Thats why he gets to write full time for the Sun Times and my ass is still making web pages for the man.

From: Anon ( egg@egg.com ) on 15 February 2002

Subject: Yeah right

Ok, if you can't even quote the line right, you can't have being paying much attention the the film! It's 'What kind of pervert get's their Johnnies off playing with dog shit?!'. This film is awesome, full of humour and some classic one liners. Maybe you are just all too old...

From: Frank ( fquick@mitre.org ) on 23 January 2001

Subject: Better

That's better. I recognize that you are much more of an authority on scatology than I, and therefore bow to your judgement on the topic.

From: Mike ( mshea@liquidtheater.com ) on 23 January 2001

Subject: Fixed poor language, movie still sucks

I fixed a couple of the errors you mentioned. The reference to Ass was a joke based on the number of letters in sucks being too many for a proper letter / suckyness ratio and I didn't wish to dilute the amount of suckyness by using such a long word. Ass was shorter. The joke sucked, so I dumped it but forgot to drop all the ass references.

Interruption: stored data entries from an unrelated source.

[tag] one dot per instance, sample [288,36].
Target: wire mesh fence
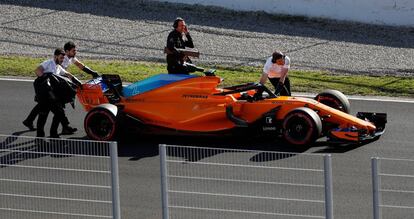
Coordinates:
[225,183]
[393,187]
[57,178]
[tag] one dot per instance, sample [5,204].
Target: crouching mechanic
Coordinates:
[276,70]
[45,86]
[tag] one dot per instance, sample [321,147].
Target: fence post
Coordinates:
[375,187]
[164,180]
[328,187]
[116,206]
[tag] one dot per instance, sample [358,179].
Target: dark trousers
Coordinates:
[281,90]
[36,110]
[58,114]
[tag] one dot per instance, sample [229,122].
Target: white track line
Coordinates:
[367,98]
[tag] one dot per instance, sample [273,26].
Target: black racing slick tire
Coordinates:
[334,99]
[302,127]
[101,124]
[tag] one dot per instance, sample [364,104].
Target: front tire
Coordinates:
[301,127]
[101,124]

The "chase" in the suburbs was so weak I didn't count it. The one at the end is the only one really worth counting. The back street boys add I linked to is a true add for a Burger King happy meal, but the back street boys was just a bonus (I love having so many jokes in one ad).


The gang banger who harasses our two young heroes specifically states that they are playing with dog shit, hense the scatology reference. I chose not to link to a variety of web sites on the subject, but if you wish I can send some URLs.

From: Frank ( fquick@mitre.org ) on 23 January 2001

Subject: Sloppy review

OK, as I said, I will never defend this movie as a cinema classic - or even as a good movie. It is a fun movie for 'old man car' people. For those of you who don't know, I have a '68 Mustang GT Fastback, and I liked the movie because the star of the movie is a '67 Shelby GT 500 Fastback. Not an authentic GT 500, but who cares, it's a movie.


My gripe with your review is, if you are going to be cute and trash a movie - even one well deserving of that trashing, at least be thoughtful about it. For example, maybe I am just out of it, I am 40 now, but "(both are in this ass film). This film my poop flinging dog." OK, when did a straight noun like ass, become an adjective? Dumb-ass film, poor-ass film, but ass film? I don't get it. Also, the next sentence isn't even a sentence. I was also with you on the high priced talent and even the BK value meal until I followed the link to a Back Steet Boys kids meal image. They didn't even perform on the soundtrack and I didn't see them in the movie - I don't get the connection. Technically, there are two car chases, the first involves the younger gang and a Cadillac Escallade, one of the gang gets shot, the second and real chase involves Mephis, the GT 500 and the police. And holy cow - scatology - that level of vocabulary seems a bit out of place one sentence ahead of 'crotch rocket'. I think what happened in this movie (the dog and keys off camera scene) is a bit tame to be refered to as scatology - unless you mean the entire movie is excrement - a valid conclusion but a bit obtuse don't you think?


Mike, I think the sheer number of things to pick on in this movie made you light-headed. This review had such potential as evidenced by comments like
"the Dolby Digital 5.1 soundtrack by turning it up about 5 to 10 decibels higher than THX recommends, but I frankly do not have the power in my 185 watt per channel amp to make up for the deep hole this movie has dug into my head." That is a GREAT comment - even for those of us who thought the movie was fun because of the stars - the cars of course, not the actors.